College, Schmollage

Written by Eli Lehrer on Monday November 21, 2011

I am already fretting about where my four year old will go to college. David Frum, also touring colleges with his son, is even more worried than I am. My parents worried like crazy over where my sister and I would go to college.

There’s a good argument that all of this is a waste of energy.

In fact, college admissions get far more attention than they deserve. Because members of Congress, the media, and um, certain bloggers are concerned about these things, they are a topic of public discussion. But most people—even those who consider themselves upper middle class (my in-laws, for example)--don’t think that much about where in particular their children go to college.

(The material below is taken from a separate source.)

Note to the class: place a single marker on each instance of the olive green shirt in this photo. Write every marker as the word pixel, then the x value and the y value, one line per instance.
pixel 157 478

Here are the facts: while most students want to go to college and most parents want their children to do so, most students select between the public institutions reasonably close to home. Only about 100 colleges in the entire country (out of more than 4,000) are competitive enough that they will generally reject a student who has taken a standard college preparatory curriculum, earned a B average, and received above-average SAT scores. A majority of colleges take everyone with a local high school diploma and even some truly elite schools like St. John’s College accept almost everyone they believe can do the (intense) work. So most Americans, when getting ready to go to college … just go.

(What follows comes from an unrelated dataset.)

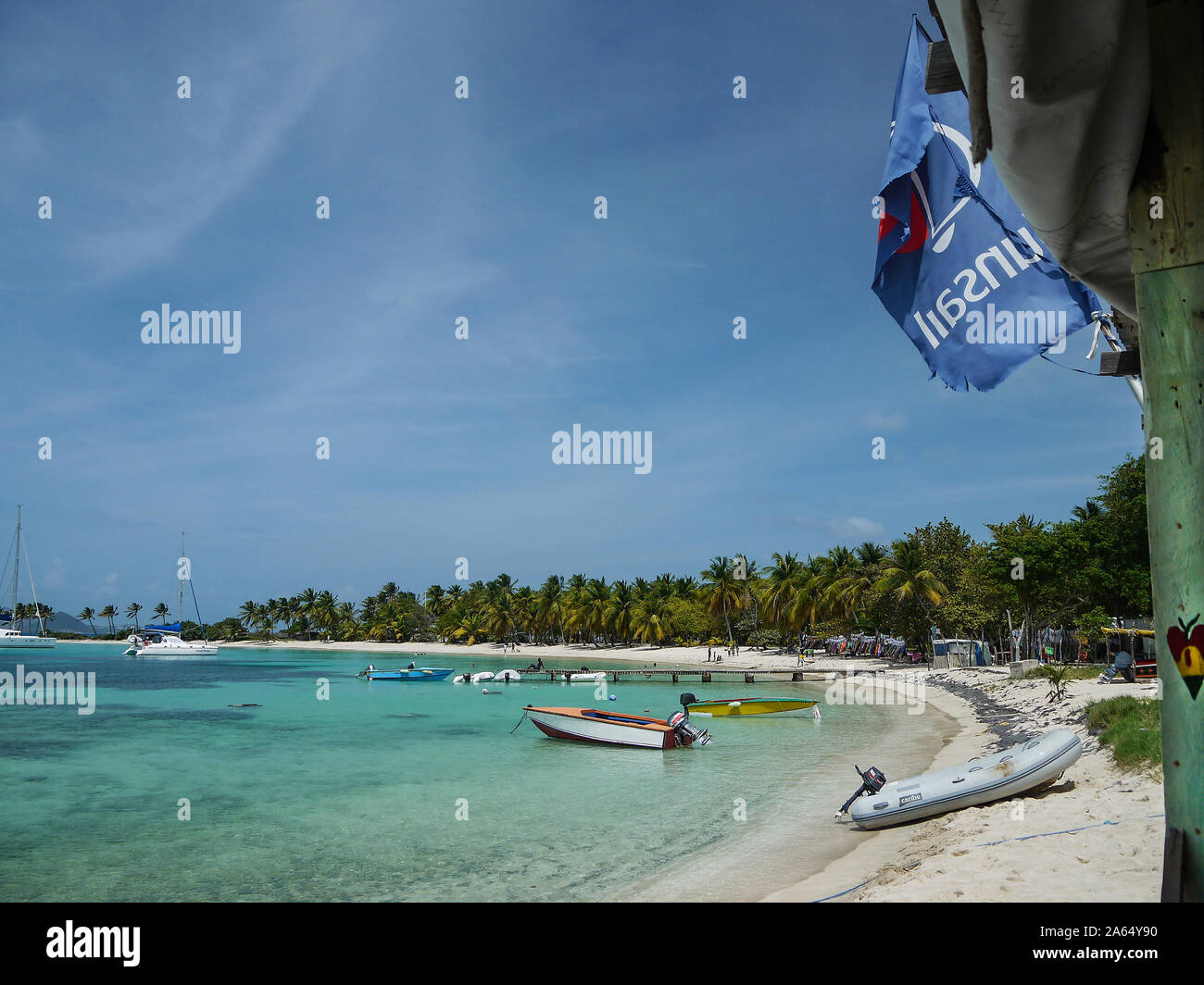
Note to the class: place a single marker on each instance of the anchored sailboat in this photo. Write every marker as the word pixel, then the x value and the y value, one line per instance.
pixel 11 637
pixel 165 640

Going to the “right” college is very important for certain things: if you want to work at a well-known think tank, join certain firms, or become a college professor yourself, going to a “name-brand” college matters quite a lot. But it has almost no impact on lifetime earnings: after adjusting for standardized test scores (essentially, IQ) and one’s parents’ socio-economic status, the income-related consequences of where one goes to college vanish at least for white Americans. (There’s some data showing a meaningful income consequence for African-Americans but even this is muddy.) In certain fields, politics for example, going to an elite school probably puts one at a disadvantage.

Tuition isn’t nearly as high as scare stories have it either. In-state public college tuition (which is what about 75 percent of all students pay) averages $7,500 a year and, for people from the economic bottom, the $5,550 Pell grant and a summer job covers it in full. This doesn’t cost living expenses but, of course, living expenses have to be paid whether or not one is in college. College tuition has, indeed, risen sharply in recent years but a $250,000 four-year bill is simply the “sticker price” at elite, private schools and almost all schools that charge this much hand out financial aid to those who can’t afford the sticker price.

Except at a few really rich schools, furthermore, a lot of financial aid is recycled from tuition dollars paid by the wealthy. This, for all intents and purposes, means that tuition is just discounted in many cases. Colleges, internally, call this a “discount rate”—which it is.

College attendance matters a great deal. Earning a BA is, increasingly, necessary to make it into the middle class. But college admissions and tuition costs, honestly, just aren’t as big a deal as they’re made out to be. Where one goes to college in particular does matter but the ways in which it matters—largely access to particular jobs-- aren’t things that ought to be of concern to public policy makers. Most Americans, when getting ready to go to college, just go. And that’s the way it should be.